Dirty Tricks Duke Energy’s Attempt to Sweep All Coal Ash Litigation into a Single Settlement Agreement

By: Stacey Amanda Cargile


In February of 2014, the Dan River in northern North Carolina was inundated by an estimated 50,000 to 82,000 tons of coal ash.[1] For two weeks, the coal ash flowed seventy miles downstream before settling to the riverbed.[2] Arsenic levels soared to four times the levels allowed by state water quality standards.[3] The city of Danville, which relies on the Dan River as a water source, is located only twenty miles downstream of the spill site.[4]

The source of this toxic pollution was a faulty impoundment lagoon at Duke Energy’s Dan River Power Station.[5] Coal ash is created when coal is burned to generate electricity. At its fourteen power facilities in North Carolina, Duke Energy[6] stores millions of tons of coal ash in unlined pits or lagoons and behind earthen dams.[7] These lagoons often leak, allowing the toxic chemicals to seep into groundwater, rivers, lakes, and drinking water reservoirs.[8] Sometimes the lagoon suffers a complete failure, as in Kingston, Tennessee, where in December of 2008, an earthen dam broke, dumping 1.1 billion gallons of coal as into the Emory and Clinch Rivers.[9] Despite containing twenty-five heavy metals, other toxic chemicals, and being stored in a manner known to be faulty and dangerous, coal ash is currently less regulated than household garbage.[10]

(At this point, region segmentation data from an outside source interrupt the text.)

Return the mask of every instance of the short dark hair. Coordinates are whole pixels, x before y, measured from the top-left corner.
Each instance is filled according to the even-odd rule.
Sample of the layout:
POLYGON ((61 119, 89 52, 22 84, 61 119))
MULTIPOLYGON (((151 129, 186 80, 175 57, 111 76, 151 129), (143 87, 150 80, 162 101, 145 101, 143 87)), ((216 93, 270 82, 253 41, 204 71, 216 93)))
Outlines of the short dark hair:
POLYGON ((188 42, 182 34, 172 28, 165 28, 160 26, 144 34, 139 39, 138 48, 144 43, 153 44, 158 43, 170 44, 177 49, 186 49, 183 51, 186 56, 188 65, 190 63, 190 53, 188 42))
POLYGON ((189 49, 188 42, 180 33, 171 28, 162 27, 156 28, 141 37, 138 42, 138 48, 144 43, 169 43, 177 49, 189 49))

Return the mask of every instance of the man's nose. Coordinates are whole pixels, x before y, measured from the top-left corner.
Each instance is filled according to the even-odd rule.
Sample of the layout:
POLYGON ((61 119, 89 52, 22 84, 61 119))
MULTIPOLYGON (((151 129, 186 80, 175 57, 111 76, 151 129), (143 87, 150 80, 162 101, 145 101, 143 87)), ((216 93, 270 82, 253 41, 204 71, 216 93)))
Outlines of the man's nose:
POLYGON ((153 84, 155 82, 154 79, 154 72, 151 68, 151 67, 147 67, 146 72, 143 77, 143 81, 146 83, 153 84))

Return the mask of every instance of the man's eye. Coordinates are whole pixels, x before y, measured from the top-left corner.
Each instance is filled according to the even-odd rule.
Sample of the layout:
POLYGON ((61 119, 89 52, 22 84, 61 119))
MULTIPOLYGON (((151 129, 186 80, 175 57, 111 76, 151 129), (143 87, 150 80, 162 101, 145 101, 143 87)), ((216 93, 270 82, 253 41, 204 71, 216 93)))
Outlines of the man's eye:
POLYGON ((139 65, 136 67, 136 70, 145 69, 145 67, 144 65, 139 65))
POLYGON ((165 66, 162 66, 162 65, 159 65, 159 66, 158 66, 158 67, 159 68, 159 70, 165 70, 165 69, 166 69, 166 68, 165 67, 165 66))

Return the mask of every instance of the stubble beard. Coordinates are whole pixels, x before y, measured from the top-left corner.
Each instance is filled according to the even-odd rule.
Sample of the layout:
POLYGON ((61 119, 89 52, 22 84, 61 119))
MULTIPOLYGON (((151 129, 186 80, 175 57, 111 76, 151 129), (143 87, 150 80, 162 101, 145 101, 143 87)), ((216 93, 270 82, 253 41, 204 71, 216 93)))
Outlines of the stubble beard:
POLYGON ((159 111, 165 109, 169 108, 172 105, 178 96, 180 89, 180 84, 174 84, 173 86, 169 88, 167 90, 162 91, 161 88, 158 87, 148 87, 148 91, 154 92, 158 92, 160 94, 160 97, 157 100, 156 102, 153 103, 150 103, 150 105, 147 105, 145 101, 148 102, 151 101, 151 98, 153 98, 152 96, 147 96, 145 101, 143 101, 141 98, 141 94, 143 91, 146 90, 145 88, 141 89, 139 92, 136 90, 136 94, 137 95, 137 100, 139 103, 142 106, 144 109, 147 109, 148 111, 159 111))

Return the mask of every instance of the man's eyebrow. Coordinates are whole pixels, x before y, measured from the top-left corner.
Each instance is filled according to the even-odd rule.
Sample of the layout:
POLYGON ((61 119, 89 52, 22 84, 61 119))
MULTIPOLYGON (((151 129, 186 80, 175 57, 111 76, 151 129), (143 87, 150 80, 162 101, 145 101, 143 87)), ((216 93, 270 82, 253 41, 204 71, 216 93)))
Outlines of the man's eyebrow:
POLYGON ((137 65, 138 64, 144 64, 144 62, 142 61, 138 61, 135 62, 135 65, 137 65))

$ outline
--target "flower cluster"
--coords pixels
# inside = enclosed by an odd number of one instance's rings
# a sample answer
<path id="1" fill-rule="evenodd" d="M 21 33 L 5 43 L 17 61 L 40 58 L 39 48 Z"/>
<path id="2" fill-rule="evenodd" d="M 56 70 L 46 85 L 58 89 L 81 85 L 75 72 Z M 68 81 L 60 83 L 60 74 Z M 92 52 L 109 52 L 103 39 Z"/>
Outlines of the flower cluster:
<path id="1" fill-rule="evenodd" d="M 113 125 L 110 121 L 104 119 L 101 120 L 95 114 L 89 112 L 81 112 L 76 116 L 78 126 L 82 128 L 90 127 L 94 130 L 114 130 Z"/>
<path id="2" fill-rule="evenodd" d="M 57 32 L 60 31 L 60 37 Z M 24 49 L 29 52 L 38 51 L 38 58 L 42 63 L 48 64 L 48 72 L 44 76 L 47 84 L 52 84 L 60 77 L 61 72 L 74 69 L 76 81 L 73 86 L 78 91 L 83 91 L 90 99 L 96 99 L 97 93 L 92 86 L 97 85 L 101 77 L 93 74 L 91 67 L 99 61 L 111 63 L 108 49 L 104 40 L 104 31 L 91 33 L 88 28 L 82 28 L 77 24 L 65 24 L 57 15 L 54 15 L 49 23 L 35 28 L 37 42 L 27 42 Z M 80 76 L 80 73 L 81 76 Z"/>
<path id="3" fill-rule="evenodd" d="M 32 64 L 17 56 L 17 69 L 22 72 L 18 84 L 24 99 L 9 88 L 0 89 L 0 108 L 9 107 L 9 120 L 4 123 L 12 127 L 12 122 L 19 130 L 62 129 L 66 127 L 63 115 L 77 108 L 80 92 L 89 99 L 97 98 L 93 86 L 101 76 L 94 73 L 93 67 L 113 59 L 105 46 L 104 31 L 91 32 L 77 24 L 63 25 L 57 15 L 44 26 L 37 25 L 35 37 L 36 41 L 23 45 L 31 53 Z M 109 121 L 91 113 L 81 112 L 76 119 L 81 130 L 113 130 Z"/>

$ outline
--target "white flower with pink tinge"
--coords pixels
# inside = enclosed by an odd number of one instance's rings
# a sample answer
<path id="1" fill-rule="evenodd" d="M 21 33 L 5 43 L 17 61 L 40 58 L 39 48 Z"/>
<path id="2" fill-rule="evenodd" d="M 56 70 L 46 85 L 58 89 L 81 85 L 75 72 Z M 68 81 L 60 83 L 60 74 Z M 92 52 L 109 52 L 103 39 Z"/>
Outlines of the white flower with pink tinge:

Several conservation nonprofit organizations[11] banded together to initiate and intervene in lawsuits meant to hold Duke Energy accountable, require that it clean up contamination caused by faulty lagoons, and change storage practices to prevent future spillages.[12]  While four of these cases were pending in North Carolina Superior Court (allegedly due to stalling by the North Carolina Department of Environmental Quality (“DEQ”) and a failure to prosecute[13]), in March of 2015, the DEQ fined Duke Energy Progress $25.1 million for violations at its Sutton facility near Wilmington, NC.[14] Duke Energy Progress appealed this fine to the Office of Administrative Hearings.[15] Neither Duke Energy Carolinas, nor any of the interested conservation nonprofit organizations, were parties to the penalty case.[16] The only parties were Duke Energy Progress and the DEQ.[17] Ultimately, the penalty case ended in a settlement on September 29, 2015, with the settlement approved by the Administrative Law Judge the very same day the order was filed.[18]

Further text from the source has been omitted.